Theories of Probability

We’ve been looking at the mathematical side of probability, which starts from some axioms that probability is assumed to satisfy, and draws conclusions (i.e., theorems). But what is probability? What does probability mean? What connects the mathematics to the real world?

This is a knotty philosophical problem that scholars still disagree about. We will look at several attempts to make sense of statements such as “the probability that a fair coin lands heads when you toss it is 1/2.”

To tie this to scientific questions, we will also think about how to interpret statements such as “there is a 70% chance of a magnitude 7.5 or greater earthquake in the San Francisco Bay Area in the next 25 years,” “there is a 90% chance global temperature will increase 3° in the next 50 years,” “there is a 99.99% chance that the Higgs boson exists (or that it was detected),” and similar statements.

Equally Likely Outcomes

This theory of probability is the oldest. It originated in the study of games of chance, such as dice games and card games.
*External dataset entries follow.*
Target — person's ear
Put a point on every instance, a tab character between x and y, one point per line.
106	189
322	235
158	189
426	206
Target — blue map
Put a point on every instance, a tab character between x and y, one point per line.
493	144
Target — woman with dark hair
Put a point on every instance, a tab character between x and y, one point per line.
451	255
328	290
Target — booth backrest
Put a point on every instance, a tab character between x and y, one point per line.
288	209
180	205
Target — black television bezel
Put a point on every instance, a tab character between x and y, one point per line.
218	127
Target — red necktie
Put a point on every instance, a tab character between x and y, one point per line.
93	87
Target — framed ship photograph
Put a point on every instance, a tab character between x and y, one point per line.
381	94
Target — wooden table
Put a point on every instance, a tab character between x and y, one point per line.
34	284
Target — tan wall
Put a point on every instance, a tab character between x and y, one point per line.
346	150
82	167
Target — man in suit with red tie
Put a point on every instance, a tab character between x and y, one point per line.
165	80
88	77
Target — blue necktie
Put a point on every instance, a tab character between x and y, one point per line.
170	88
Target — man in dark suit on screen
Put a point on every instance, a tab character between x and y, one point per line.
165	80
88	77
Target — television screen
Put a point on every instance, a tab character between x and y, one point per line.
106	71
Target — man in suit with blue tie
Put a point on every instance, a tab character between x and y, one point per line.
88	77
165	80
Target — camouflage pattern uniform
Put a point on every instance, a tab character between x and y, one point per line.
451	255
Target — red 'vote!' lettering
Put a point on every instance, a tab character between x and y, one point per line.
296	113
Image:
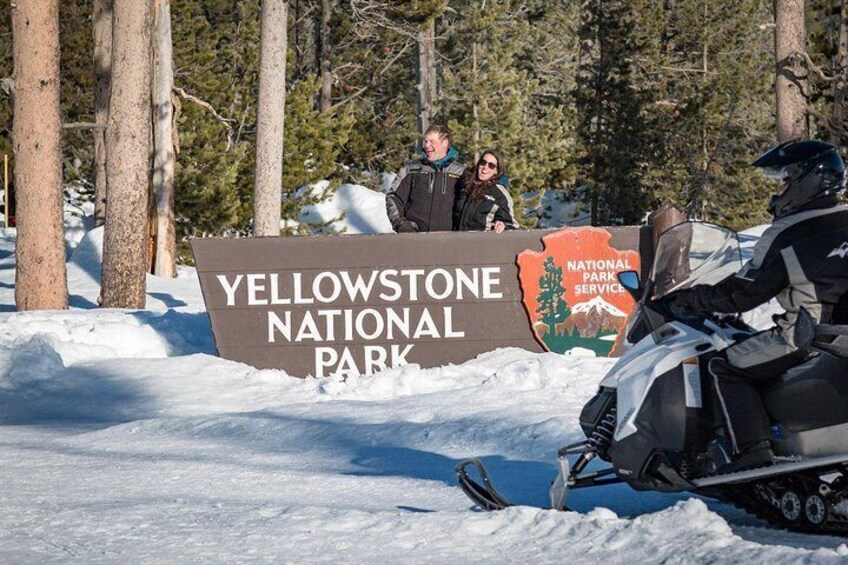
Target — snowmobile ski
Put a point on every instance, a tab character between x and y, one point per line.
779	468
483	493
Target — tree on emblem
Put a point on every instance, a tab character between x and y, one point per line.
553	308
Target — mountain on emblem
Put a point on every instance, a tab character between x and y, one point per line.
840	251
571	293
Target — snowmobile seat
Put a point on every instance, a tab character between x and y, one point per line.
812	395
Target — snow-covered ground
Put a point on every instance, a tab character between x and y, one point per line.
124	439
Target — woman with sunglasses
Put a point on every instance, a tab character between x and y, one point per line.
483	202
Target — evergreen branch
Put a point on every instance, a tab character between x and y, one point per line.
208	106
373	81
838	129
815	68
84	125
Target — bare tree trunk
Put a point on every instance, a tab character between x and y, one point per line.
164	264
127	158
270	119
791	76
102	24
840	85
41	278
475	109
426	71
326	100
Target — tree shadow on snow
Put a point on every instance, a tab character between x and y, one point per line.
77	395
81	302
518	481
186	332
168	300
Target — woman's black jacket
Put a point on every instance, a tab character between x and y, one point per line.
481	215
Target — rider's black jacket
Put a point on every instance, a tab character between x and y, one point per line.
423	195
802	259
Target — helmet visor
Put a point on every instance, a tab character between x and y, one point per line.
776	173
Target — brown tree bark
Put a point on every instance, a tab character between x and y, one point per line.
791	75
840	85
270	119
164	264
127	158
326	97
102	26
426	71
41	276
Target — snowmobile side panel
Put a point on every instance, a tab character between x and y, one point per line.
811	443
812	395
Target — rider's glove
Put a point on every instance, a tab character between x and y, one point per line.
681	303
406	226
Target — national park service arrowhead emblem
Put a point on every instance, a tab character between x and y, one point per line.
571	292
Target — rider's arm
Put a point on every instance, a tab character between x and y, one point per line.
740	293
397	198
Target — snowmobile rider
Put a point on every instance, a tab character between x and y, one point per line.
422	196
802	260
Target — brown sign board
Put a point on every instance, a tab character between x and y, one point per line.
356	304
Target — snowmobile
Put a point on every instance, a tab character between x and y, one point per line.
656	420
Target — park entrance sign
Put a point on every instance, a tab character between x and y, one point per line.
350	305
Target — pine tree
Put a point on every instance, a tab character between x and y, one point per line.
313	148
709	65
614	141
41	281
552	306
488	101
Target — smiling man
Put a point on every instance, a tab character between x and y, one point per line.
422	196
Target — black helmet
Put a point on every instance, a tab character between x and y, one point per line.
810	169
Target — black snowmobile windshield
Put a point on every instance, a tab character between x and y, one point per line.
694	253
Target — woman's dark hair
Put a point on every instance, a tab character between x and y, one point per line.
475	187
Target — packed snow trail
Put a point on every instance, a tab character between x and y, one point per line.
125	439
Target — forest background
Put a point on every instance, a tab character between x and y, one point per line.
623	105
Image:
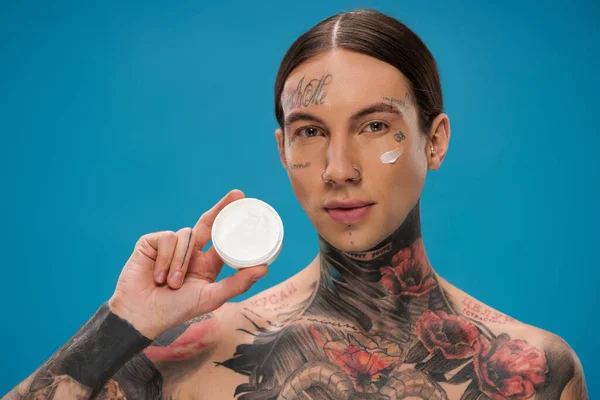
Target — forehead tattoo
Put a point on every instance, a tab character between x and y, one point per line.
303	95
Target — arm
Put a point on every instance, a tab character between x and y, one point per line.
81	369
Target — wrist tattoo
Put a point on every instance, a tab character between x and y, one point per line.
91	357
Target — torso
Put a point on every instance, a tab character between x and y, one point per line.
286	343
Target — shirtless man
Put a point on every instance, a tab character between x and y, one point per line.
359	104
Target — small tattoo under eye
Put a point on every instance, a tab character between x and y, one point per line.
399	136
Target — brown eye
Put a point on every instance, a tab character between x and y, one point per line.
309	132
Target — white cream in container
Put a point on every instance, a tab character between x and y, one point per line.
246	233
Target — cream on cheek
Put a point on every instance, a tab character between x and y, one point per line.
390	157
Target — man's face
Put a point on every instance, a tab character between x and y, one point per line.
344	110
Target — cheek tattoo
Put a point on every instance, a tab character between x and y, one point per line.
300	166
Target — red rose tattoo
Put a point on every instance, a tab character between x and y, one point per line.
367	361
454	336
410	273
509	369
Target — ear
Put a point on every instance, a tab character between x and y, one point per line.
280	136
439	137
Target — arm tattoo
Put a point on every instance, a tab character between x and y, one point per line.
81	368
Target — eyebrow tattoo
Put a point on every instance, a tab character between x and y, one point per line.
375	108
402	104
371	109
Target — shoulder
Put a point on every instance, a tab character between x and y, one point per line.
531	356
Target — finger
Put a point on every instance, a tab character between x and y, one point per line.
216	294
181	258
203	227
206	265
166	243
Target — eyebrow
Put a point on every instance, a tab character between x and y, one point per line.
372	109
302	116
375	108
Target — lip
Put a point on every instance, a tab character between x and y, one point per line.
348	212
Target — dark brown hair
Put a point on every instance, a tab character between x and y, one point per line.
377	35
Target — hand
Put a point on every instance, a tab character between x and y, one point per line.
169	279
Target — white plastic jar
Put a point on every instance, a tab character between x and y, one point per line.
247	232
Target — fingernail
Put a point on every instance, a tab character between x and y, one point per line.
177	278
256	277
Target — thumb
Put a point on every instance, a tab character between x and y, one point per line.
217	293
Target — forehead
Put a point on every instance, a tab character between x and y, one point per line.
354	77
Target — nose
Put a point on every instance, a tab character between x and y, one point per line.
340	168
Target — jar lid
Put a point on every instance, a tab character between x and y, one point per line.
247	232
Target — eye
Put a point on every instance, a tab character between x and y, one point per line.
376	126
308	132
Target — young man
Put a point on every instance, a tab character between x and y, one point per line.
359	104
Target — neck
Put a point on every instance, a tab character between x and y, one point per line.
386	279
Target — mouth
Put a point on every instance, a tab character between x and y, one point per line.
348	213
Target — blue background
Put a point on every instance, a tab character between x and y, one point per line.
119	120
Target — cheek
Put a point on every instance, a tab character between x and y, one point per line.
402	182
305	181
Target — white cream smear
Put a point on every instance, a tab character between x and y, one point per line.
390	157
247	236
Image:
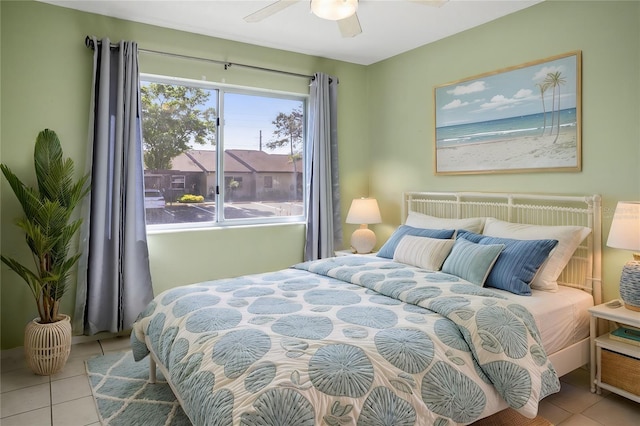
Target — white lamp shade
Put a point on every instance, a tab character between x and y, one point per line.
364	211
334	10
625	234
625	228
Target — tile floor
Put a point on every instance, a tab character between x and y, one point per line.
65	399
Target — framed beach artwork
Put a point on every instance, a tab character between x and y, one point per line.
525	118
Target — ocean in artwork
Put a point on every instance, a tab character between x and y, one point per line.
502	129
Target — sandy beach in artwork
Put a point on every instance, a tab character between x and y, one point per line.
527	152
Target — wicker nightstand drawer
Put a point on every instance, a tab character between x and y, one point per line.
621	371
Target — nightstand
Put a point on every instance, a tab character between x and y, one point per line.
615	365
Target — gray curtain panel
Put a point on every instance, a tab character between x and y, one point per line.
324	225
114	280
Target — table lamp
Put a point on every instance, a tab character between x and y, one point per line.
625	234
363	211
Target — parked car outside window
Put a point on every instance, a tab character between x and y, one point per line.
153	199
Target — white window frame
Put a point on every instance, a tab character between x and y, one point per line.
222	89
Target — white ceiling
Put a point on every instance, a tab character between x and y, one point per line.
389	27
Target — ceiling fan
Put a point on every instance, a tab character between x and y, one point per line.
341	11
In the Theory of Equally Likely Outcomes, probability assignments depend on the assertion that no particular outcome is preferred over any other by Nature; generally, arguments that Nature should show no preference among the outcomes appeal to the symmetry of the system studied (such as a “fair” coin or die).

If a given experiment or trial has \(n\) possible outcomes among which—it is assumed—Nature should show no preference, this theory defines them to be equally likely. The probability of each outcome is then \(100\%/n\).

Applying this theory of probability involves arguing that no particular outcome should occur in preference to another, typically by appeal to physical symmetries or other considerations—e.g., that there is no reason one marble would be predisposed to turn up rather than another in drawing a marble from a well-stirred bowl of marbles. Laplace’s Principle of Insufficient Reason asserts that if there is no reason to think that a set of outcomes is not equally likely, they should be taken to be equally likely. This is poor logic: no evidence of a difference is not the same as evidence of no difference. The fallacy is called Appeal to Ignorance. See also Stark and Freedman, 2003.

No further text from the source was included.